Get to the site of a problem, pack a big punch at the right time, and leave everywhere else alone. That’s what drugs of the future will have to do. Now, a Jello-like substance is giving patients a peek at that approach.
Researchers have created a gel that can attach to inflammation sites and slowly deliver drugs to combat a wide variety of ailments—ulcerative colitis, arthritis and mucositis, to name a few. Inflammation is part of the body’s immune response, bringing extra blood to an injured area, but in cases of chronic inflammation, the heat, pain, and swelling become a problem. Developed at the Laboratory for Accelerated Medical Innovation at the Brigham and Women’s Hospital, the hydrogel—a solid material with high water content—can carry a combination of drugs, and matches its drug release to the level of inflammation around it.
Exploring the frontiers of medicine
When the gel is injected into the joint of an arthritis patient, for example, it will only release its anti-inflammatory payload when the patient is experiencing a flare, a spike in pain and swelling. When it encounters healthy tissue, it stays intact and does not release its payload.
“There are lots of enzymes present in inflammation that can degrade the gel,” explains Jeff Karp, the principal investigator. That breakdown of the gel releases the drug it carries.
The gel could be used in radiation therapy for head and neck cancers, by working to soothe the painful mouth ulcers called mucositis that often develop from exposure to the high-energy radiation.
In a future where a medical problem can activate its own solution, our diseases may all but order their drugs for delivery.
“Mucositis is the biggest complaint from patients, and it often leads to a lowered dose of the therapy,” says Karp.
If the side effects were alleviated, more patients might safely complete their scheduled course of therapy at the higher dose, and we would expect increased survival rates.
Not only is the drug delivery targeted, but the gel also attaches more easily to the site of inflammation than to the healthy tissues around it.
“Ulcers have more of a positive charge than the other tissues, so the materials we use are more negatively charged,” says Karp.

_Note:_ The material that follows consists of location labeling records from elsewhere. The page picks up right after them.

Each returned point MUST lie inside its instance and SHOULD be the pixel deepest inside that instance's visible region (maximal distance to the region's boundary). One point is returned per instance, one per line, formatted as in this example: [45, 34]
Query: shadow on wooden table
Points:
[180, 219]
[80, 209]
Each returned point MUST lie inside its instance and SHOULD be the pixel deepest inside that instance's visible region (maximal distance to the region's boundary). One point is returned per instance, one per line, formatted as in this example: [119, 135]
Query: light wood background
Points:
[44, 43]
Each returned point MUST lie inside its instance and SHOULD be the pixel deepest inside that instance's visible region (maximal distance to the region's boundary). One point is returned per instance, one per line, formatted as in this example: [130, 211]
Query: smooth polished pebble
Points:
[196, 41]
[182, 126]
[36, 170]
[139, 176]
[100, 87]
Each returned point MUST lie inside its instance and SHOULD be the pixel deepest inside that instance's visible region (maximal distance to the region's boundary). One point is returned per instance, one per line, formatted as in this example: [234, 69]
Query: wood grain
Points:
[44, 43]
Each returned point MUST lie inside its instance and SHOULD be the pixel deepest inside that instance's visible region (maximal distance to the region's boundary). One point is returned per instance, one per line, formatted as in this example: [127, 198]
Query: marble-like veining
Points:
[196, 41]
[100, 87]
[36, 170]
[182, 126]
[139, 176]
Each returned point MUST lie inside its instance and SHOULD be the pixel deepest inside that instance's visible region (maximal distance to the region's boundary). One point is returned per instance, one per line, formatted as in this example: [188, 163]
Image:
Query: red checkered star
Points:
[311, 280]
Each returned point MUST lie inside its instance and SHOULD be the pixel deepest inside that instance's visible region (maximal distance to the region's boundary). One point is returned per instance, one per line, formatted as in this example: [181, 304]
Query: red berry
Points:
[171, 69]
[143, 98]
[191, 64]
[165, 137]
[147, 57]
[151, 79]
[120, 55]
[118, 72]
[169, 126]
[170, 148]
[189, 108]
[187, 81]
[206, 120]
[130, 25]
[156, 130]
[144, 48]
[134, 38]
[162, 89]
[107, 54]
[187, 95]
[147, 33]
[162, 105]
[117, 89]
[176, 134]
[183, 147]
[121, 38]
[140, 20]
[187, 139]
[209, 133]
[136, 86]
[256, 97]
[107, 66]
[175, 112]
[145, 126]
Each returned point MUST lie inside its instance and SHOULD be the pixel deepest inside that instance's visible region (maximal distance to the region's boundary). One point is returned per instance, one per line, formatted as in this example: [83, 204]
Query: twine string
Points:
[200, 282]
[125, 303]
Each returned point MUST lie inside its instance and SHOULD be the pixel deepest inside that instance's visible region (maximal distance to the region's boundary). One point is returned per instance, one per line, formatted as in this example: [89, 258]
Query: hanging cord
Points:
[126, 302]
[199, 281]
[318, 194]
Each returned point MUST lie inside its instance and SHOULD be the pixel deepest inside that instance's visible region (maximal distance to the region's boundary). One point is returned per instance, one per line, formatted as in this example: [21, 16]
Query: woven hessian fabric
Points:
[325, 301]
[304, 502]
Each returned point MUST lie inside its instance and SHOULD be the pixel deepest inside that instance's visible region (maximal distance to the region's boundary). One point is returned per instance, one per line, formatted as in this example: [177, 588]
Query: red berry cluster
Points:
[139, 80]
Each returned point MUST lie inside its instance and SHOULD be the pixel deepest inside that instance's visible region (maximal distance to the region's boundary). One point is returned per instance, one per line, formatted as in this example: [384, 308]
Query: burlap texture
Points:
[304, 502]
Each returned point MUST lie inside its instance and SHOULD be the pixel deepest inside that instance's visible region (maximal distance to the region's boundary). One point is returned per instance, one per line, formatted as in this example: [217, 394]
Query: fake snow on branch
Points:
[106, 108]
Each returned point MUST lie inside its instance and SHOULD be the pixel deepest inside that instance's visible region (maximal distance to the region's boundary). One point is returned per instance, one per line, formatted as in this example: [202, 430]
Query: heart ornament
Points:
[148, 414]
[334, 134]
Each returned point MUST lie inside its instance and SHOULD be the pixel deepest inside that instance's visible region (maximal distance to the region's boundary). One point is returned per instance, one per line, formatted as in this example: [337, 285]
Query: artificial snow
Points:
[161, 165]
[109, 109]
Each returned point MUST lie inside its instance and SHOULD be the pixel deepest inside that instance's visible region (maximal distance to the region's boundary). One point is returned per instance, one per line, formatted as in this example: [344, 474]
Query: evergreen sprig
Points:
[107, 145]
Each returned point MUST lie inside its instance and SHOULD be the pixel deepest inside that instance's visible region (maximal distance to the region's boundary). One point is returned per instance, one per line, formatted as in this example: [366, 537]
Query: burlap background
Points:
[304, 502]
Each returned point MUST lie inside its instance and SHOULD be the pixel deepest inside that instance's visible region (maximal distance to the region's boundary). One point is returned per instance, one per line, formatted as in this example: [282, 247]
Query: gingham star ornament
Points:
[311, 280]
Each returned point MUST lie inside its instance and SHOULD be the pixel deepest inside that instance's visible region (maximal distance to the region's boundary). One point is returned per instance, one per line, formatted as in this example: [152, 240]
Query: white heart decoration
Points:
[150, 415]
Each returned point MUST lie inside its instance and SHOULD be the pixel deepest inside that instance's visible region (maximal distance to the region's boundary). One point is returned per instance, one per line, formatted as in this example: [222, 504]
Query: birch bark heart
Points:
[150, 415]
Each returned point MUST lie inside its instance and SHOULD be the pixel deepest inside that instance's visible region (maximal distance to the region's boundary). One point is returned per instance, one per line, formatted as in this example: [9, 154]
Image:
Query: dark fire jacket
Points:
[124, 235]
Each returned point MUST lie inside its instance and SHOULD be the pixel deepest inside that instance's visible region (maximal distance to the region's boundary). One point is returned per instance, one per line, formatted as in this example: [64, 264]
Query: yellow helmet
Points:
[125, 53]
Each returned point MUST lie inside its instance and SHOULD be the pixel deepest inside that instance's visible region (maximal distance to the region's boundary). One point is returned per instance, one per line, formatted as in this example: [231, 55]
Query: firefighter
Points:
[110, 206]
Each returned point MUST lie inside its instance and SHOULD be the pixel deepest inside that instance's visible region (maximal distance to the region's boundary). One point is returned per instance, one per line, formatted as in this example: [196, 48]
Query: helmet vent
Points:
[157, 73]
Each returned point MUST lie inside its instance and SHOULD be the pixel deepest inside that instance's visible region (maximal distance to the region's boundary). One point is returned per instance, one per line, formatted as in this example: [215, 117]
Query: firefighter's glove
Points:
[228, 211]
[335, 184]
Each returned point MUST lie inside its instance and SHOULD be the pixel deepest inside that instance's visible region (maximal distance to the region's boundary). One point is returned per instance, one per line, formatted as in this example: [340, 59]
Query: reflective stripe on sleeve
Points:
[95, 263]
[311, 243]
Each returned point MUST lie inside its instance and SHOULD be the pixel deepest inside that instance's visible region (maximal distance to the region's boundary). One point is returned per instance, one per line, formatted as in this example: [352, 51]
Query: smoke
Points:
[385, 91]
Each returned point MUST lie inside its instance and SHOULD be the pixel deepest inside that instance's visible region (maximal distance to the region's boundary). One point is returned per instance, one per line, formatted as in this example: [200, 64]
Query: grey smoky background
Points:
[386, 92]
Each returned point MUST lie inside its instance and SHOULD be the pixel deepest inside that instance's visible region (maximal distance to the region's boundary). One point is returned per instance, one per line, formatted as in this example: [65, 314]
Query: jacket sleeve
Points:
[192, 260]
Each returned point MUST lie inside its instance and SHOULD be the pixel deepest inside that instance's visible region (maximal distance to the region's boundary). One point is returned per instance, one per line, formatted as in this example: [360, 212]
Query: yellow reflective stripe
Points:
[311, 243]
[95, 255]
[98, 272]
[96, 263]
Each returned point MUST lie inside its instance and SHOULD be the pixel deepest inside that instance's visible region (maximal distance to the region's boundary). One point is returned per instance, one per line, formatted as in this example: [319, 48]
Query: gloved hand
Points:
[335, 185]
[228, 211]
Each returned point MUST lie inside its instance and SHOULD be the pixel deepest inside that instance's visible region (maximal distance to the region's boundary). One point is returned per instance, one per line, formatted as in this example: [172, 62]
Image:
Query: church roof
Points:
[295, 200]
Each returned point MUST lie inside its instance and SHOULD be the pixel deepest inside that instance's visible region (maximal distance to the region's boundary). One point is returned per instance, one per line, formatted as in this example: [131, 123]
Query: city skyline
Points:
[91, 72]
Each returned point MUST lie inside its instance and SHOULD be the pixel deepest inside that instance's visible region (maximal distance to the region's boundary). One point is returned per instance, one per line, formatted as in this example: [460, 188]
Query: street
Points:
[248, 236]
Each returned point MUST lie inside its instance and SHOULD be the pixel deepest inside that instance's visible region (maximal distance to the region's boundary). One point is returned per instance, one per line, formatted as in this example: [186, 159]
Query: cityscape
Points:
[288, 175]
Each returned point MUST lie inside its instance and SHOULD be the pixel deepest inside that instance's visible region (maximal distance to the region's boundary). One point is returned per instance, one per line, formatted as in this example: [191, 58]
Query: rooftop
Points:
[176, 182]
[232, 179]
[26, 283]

Targeted release reduces, to one-fifth or less, the extent to which the drug can be absorbed into whole-body systems, keeping the action at the local site where it is needed. Systemic absorption is often the origin of side effects. Doses can be spaced at longer intervals, and the drug is generally more effective and less toxic. For a patient with inflammatory bowel disease, this could mean replacing a daily enema to a once-per-week regimen that targets the positively-charged surface of an inflamed colon.
Inflammation-activated gels can be used to carry and release drugs other than anti-inflammatories. The latest application for Karp’s innovation is in limb transplantation. A hind limb from a black rat transplanted to a white rat is usually rejected around 11 days later. With regular immune suppressant therapy that time is extended to 33 days. But with an injection of hydrogel loaded with the same immune suppressant drug, the leg is maintained up to 150 days later. Working with the US Army, a group in Pittsburg is taking this research further, into the pig model. Pigs are often used to test such medical procedures, because their response closely mimics the human response.
Inflammation, though widespread in human ailments, is just one possible catalyst of drug release. In a future where a medical problem can activate its own solution, our diseases may all but order their drugs for delivery.